As the composer explained to 4BR at the time, the work’s creative progress was not entirely straightforward.
“When I submitted the first draft I was told that it was very nice but that it needed more solos; and more demanding solos at that. So I re-worked the piece, deliberately making it more complex here and there, even adding a passage for percussion that had been ‘requested’.”
Despite the changes, what perhaps what impresses most about ‘Seascape with High Cliffs’ however, is that it is a work that exists as a piece of music in its purest sense and not simply as a contest test piece.
The evocative Cliffs of Moher
Even with the adaptations undertaken by the composer during its creation, there is an underlying feeling that this is a work written very much on the composer’s own creative terms, as he himself acknowledges:
“I listened to plenty of brass band works after being offered the commission and I felt that there was a certain vernacular present that I didn’t want to get caught up in.
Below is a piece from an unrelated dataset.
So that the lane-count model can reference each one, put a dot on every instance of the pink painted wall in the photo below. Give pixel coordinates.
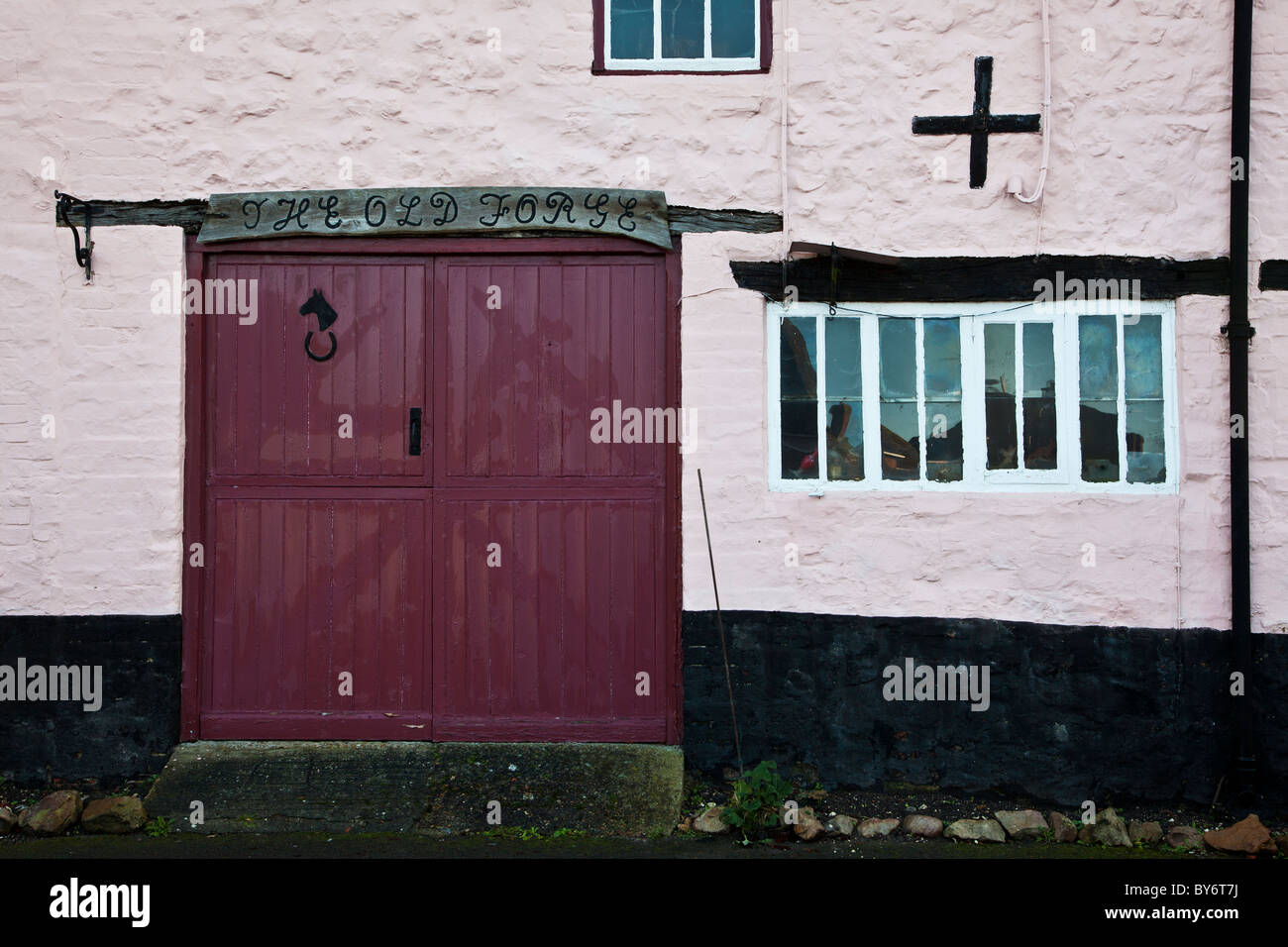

So I approached the work as I would any other for large ensemble, bearing in mind the particular colours available to me in the brass band.”
What emerged is not a conventional test piece, but one whose merits as a piece of music enable it to stand much stronger as a result.
The adaptations in no way impede the progress of a piece that in its inherently clear and cohesive architectural and thematic structure, renders it more akin to the early twentieth century masterworks of the brass band repertoire than the stereotypical image of what a modern day test piece should conform to.
Yet ‘Seascape with High Cliffs’ is already a work that is in need of resurrection – a piece almost forgotten within a decade of it first being performed.
Seven years on from its premiere, Ian Wilson’s solitary work for brass band is in danger of slipping off the very edge of the vertiginous scenery it depicts.
To allow music of such powerful and atmospheric aural imagery to become enveloped by the Aran Island mists that inspired it would not only be a loss to the brass band repertoire but an unflattering indictment of our musical judgement.